1. Buka konten
  2. Buka menu utama
  3. Buka situs DW lainnya

‘’Früchtlinge’’ - Instalasi Seni dari Paduan Bahan Makanan

Sorta Caroline
2 Juli 2019

Flüchtlinge dalam bahasa Jerman berarti pengungsi, sedang Früchte berarti buah-buahan. Lewat metafora buah-buahan, Elia Nurvista menggambarkan kehidupan para pengungsi atau migran yang masuk ke wilayah Uni Eropa.

https://p.dw.com/p/3LO4Y
Karya seni Elia Nurvista
Instalasi Früchlinge di Künstlerhaus Bethanien, Berlin 2019Foto: Elia Nurvista

Seniman asal Jogjakarta, Elia Nurvista mengakhiri satu tahun residensinya di Berlin Jerman lewat proyek berjudul “Früchlinge”. Kehidupan di Berlin selama setahun jadi inspirasinya berkarya. Wacana makanan jadi keunikan seorang Elia Nurvista dalam berkarya. Baginya makanan punya banyak kisah dari sejarah, sosial, hingga politik. Berikut wawancara DW dengan Elia Nurvista.

 

Deutsche Welle (DW): Pesan apa yang Elia ingin sampaikan dari instalasi Früchtlinge di Berlin?

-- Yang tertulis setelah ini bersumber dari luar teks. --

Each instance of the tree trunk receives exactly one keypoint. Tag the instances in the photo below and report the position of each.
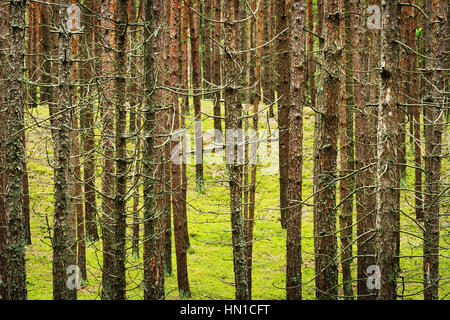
(177, 200)
(294, 213)
(433, 104)
(233, 121)
(87, 122)
(4, 45)
(347, 184)
(387, 134)
(152, 261)
(327, 134)
(216, 68)
(194, 21)
(109, 273)
(283, 65)
(64, 248)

Elia Nurvista: Karya ini berangkat dari ketertarikan saya soal eksotis. Aku merasa banyak orang Eropa melihat buah naga sebagai sesuatu yang eksotis, misalnya. Dan aku juga merasa sempat mengesotisasi buah yang jarang aku temukan di Indonesia, seperti buah ara, delima, dst. Tapi aku juga merasa ada ironi disini, kita sepertinya obsesif dengan sesuatu yang eksotis jika itu bahan makanan, tapi lain halnya saat bertemu dengan manusianya (dari negara buah ini berasal), kita berkesan lebih diskriminatif.

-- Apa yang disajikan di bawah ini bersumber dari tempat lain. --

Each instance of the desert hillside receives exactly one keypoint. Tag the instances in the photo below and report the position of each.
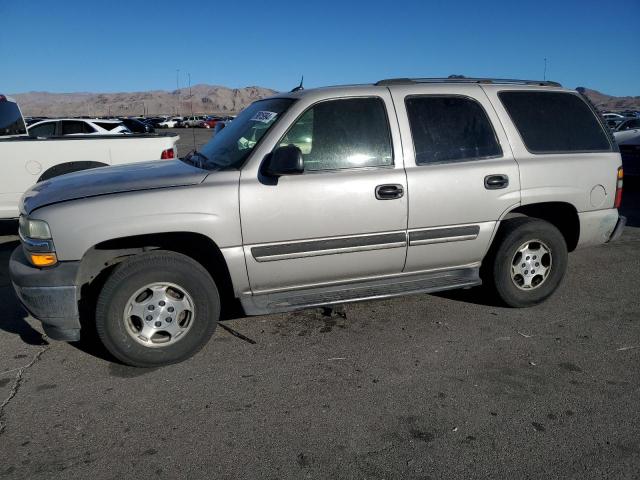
(204, 98)
(208, 99)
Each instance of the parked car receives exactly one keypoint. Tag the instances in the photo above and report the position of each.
(629, 124)
(174, 122)
(137, 126)
(154, 121)
(193, 122)
(613, 119)
(30, 159)
(77, 126)
(321, 197)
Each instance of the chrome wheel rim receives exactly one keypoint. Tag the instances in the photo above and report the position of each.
(159, 314)
(531, 265)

Lalu untuk karya ini aku membuat beberapa karya, salah satunya kolase dari lukisan Still Life, teknik lukisan Eropa yang dikenal banyak dibuat oleh pelukis Renaissance Belanda, dengan tipe melukis objek (benda natural atau benda buatan manusia seperti buah, makanan, buku hingga perhiasan, dsb) yang diletakkan dalam satu tempat yang sama. Dari lukisan still life buah ini kemudian aku kolase  dengan stiker buah yang biasa kita temukan, dimana stiker ini kadang-kadang mengandung pesan bernuansa “rasis” seperti “Latin pride” atau “touch of France”.

Lalu ada juga kolase “Nobel Savage” sebuah karakter dari literatur yang dikenal di Germania hingga Eropa Barat abad ke-17. Karakter ini menggambarkan suku pedalaman asli yang belum terpengaruh oleh peradaban. Banyak pelukis Eropa, yang punya imajinasi soal tempat tropis dan suku yang eksotis dimana penduduknya belum mengenal peradaban. Aku pun membuat kolase dari ide ini dan memasukkan juga pesan humor.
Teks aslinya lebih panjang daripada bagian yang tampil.